Less than a week after Postal Service officials notified the city of Bend that the local sorting facility was on the chopping block as part of a massive wave of consolidations and closures, Senators Ron Wyden and Jeff Merkley announced that they had won a temporary reprieve.
On Tuesday, the Oregon delegates announced that the Postal Service had agreed to a five-month moratorium on postal facility closures, including the Bend mail sorting facility and 41 rural post offices spread across the state.
"Post offices are essential hubs of life in rural communities. They keep community members connected and provide business opportunities that would not otherwise exist. They are critical for seniors and other rural residents to access their prescriptions.

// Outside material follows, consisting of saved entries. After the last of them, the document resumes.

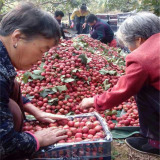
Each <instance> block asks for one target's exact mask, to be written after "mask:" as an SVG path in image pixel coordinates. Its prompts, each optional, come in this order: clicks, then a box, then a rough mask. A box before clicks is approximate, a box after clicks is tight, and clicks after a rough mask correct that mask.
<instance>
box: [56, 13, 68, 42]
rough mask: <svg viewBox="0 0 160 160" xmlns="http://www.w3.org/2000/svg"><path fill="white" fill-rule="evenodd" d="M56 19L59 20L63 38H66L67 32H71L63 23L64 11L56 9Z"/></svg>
mask: <svg viewBox="0 0 160 160" xmlns="http://www.w3.org/2000/svg"><path fill="white" fill-rule="evenodd" d="M54 17H55V19H56V20H57V21H58V23H59V25H60V28H61V35H62V37H63V39H66V36H65V33H69V32H68V31H67V30H65V29H64V28H63V26H62V24H61V20H62V18H63V17H64V13H63V12H62V11H55V13H54Z"/></svg>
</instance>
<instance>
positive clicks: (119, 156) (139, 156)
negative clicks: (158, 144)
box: [111, 139, 160, 160]
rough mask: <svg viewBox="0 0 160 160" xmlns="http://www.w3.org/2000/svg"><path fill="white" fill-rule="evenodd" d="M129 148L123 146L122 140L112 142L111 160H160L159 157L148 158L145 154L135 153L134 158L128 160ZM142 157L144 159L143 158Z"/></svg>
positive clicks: (115, 140)
mask: <svg viewBox="0 0 160 160" xmlns="http://www.w3.org/2000/svg"><path fill="white" fill-rule="evenodd" d="M129 153H130V152H129V148H128V146H127V145H126V144H125V142H124V139H123V140H121V139H119V140H113V142H112V152H111V154H112V160H135V159H136V160H160V157H155V156H150V157H148V156H147V154H141V153H138V152H135V157H137V158H134V156H133V158H131V159H129V156H128V155H129ZM143 155H144V157H143Z"/></svg>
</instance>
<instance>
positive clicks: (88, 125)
mask: <svg viewBox="0 0 160 160" xmlns="http://www.w3.org/2000/svg"><path fill="white" fill-rule="evenodd" d="M86 126H87V127H88V128H90V129H91V128H93V127H94V125H93V123H92V122H86Z"/></svg>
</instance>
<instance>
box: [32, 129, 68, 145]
mask: <svg viewBox="0 0 160 160" xmlns="http://www.w3.org/2000/svg"><path fill="white" fill-rule="evenodd" d="M65 133H66V130H63V129H55V128H54V127H50V128H46V129H43V130H41V131H37V132H36V133H35V134H34V135H35V136H36V138H37V139H38V141H39V144H40V147H44V146H48V145H51V144H54V143H56V142H58V141H60V140H62V139H66V138H67V137H68V136H67V135H64V134H65Z"/></svg>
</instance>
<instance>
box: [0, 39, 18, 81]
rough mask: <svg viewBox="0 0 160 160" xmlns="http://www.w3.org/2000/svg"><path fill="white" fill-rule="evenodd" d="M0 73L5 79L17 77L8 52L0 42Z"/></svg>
mask: <svg viewBox="0 0 160 160" xmlns="http://www.w3.org/2000/svg"><path fill="white" fill-rule="evenodd" d="M0 73H1V74H3V76H4V77H5V78H6V79H9V80H10V79H12V78H15V76H16V75H17V73H16V71H15V68H14V66H13V65H12V63H11V60H10V58H9V55H8V52H7V50H6V48H5V46H4V45H3V43H2V42H1V41H0Z"/></svg>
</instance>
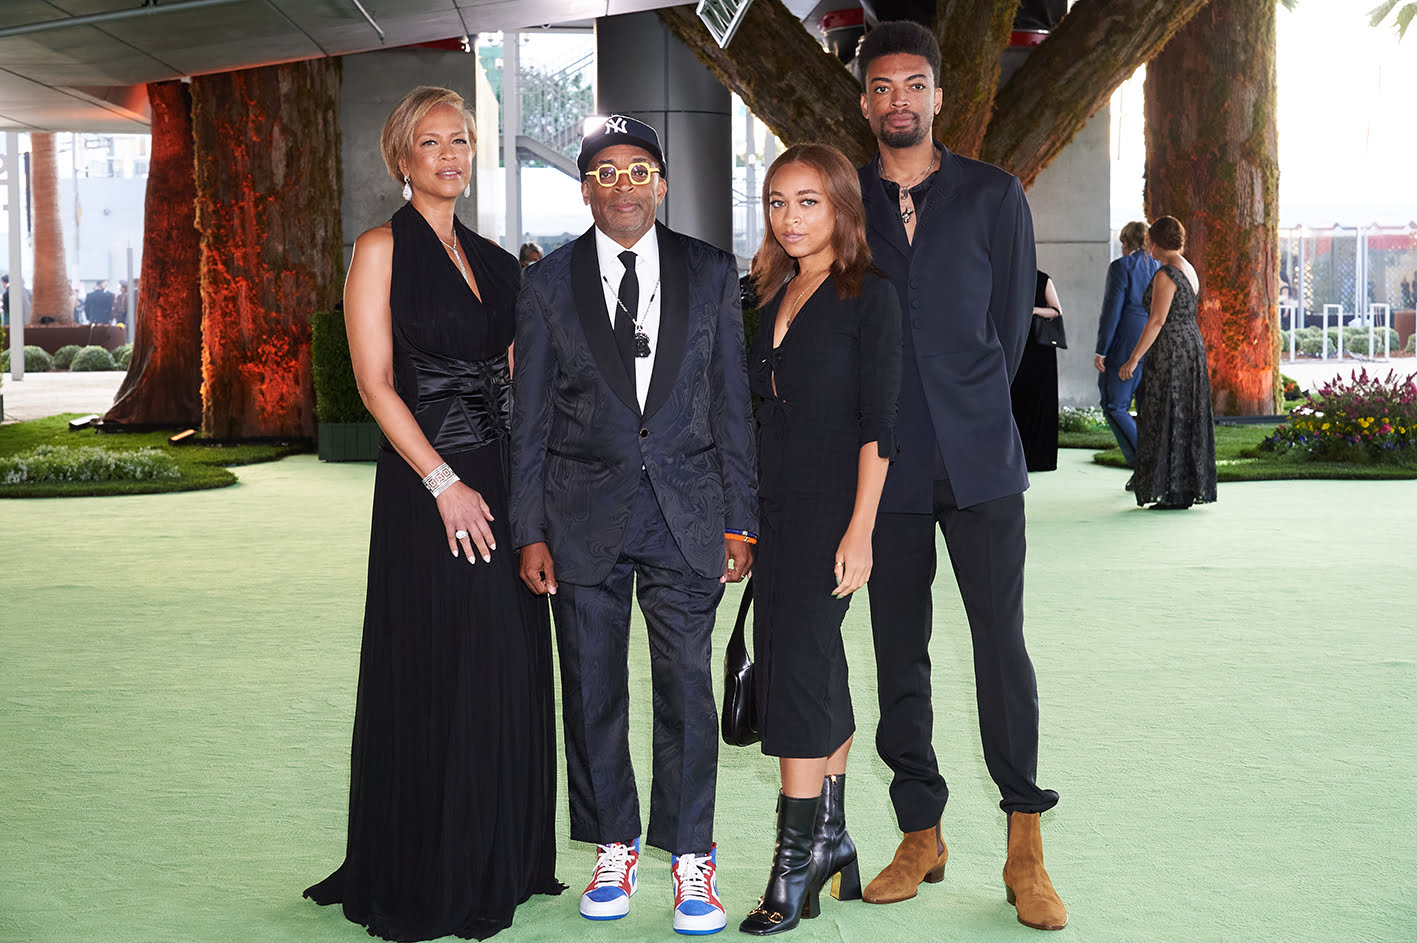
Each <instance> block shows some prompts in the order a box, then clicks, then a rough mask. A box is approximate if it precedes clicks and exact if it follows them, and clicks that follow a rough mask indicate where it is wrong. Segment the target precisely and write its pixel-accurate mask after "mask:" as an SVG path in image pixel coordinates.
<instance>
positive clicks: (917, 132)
mask: <svg viewBox="0 0 1417 943" xmlns="http://www.w3.org/2000/svg"><path fill="white" fill-rule="evenodd" d="M905 113H907V115H910V116H911V118H914V119H915V123H914V125H913V126H911V128H901V129H890V128H887V126H886V118H890V115H887V116H883V118H881V119H880V122H879V123H877V126H876V139H877V140H879V142H880V143H883V145H884V146H887V147H896V149H904V147H914V146H915V145H918V143H920V142H922V140H925V136H927V135H928V125H925V122H924V121H921V118H920V115H917V113H915V112H905Z"/></svg>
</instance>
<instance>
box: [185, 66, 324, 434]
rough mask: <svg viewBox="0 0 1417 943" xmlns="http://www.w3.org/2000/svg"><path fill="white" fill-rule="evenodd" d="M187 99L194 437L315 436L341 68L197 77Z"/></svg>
mask: <svg viewBox="0 0 1417 943" xmlns="http://www.w3.org/2000/svg"><path fill="white" fill-rule="evenodd" d="M191 95H193V139H194V142H196V163H197V228H198V230H200V231H201V301H203V315H201V335H203V342H204V345H205V356H204V364H203V387H201V398H203V414H201V425H203V434H204V435H207V437H210V438H222V440H237V438H269V437H299V438H309V437H313V435H315V390H313V386H312V381H310V326H309V320H307V316H309V315H310V313H312V312H316V311H322V309H327V308H329V306H330V305H333V303H334V301H336V298H337V294H339V272H340V250H341V247H340V238H341V235H340V129H339V113H340V72H339V62H337V61H336V60H312V61H306V62H289V64H285V65H269V67H264V68H254V69H242V71H237V72H221V74H217V75H200V77H197V78H194V79H193V82H191Z"/></svg>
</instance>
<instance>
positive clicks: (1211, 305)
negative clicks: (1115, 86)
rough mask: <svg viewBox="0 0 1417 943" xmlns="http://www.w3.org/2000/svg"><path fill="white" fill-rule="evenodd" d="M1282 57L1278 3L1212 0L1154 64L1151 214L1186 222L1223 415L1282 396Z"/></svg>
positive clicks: (1246, 1)
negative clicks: (1279, 257) (1276, 33)
mask: <svg viewBox="0 0 1417 943" xmlns="http://www.w3.org/2000/svg"><path fill="white" fill-rule="evenodd" d="M1274 57H1275V4H1274V0H1212V3H1210V6H1209V7H1206V10H1203V11H1202V13H1200V14H1199V16H1197V17H1196V18H1195V20H1192V21H1190V23H1189V24H1187V26H1186V28H1185V30H1182V31H1180V33H1178V34H1176V37H1175V38H1172V41H1170V43H1169V44H1168V45H1166V48H1165V50H1163V51H1162V54H1161V55H1158V57H1156V58H1155V60H1153V61H1152V64H1151V65H1149V67H1148V69H1146V82H1145V101H1146V194H1145V206H1146V216H1148V218H1152V220H1155V218H1156V217H1159V216H1175V217H1176V218H1178V220H1180V221H1182V224H1183V225H1185V227H1186V233H1187V247H1186V258H1187V260H1190V262H1192V264H1193V265H1195V267H1196V274H1197V275H1199V277H1200V309H1199V319H1200V330H1202V335H1203V336H1204V339H1206V355H1207V359H1209V363H1210V389H1212V396H1213V398H1214V407H1216V413H1219V414H1224V415H1246V414H1271V413H1274V411H1275V408H1277V401H1278V400H1277V396H1278V393H1280V386H1278V379H1280V367H1278V364H1280V357H1278V353H1280V346H1278V309H1277V298H1278V285H1280V279H1278V199H1280V194H1278V184H1280V163H1278V150H1277V146H1275V71H1274Z"/></svg>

Closing post offices in rural areas would carve the communications heart out of these towns. I will do all I can to fight that outcome," said Jeff Merkly, D-Ore., in a press release issued Tuesday.
Merkley is the chief sponsor of a bill that would prohibit the closing of rural post offices, making it illegal to close a post office that is more than 10 miles from the next nearest postal outpost.
In the case of Bend's mail sorting facility, the agency estimates it could save about $2.1 million annually by moving those operations from Bend to Portland. That means a letter mailed from Butler Market to an address on Reed Market will have to make the journey over the pass and back to in order to travel a net distance of less than 10 miles. Such are the realities of the modern economics of mail service in the digital era.
The savings come at a price, however.
According to the Postal Service, 17 workers would be displaced if the facility were shuttered. It's not clear how many of them would be offered other jobs within the agency.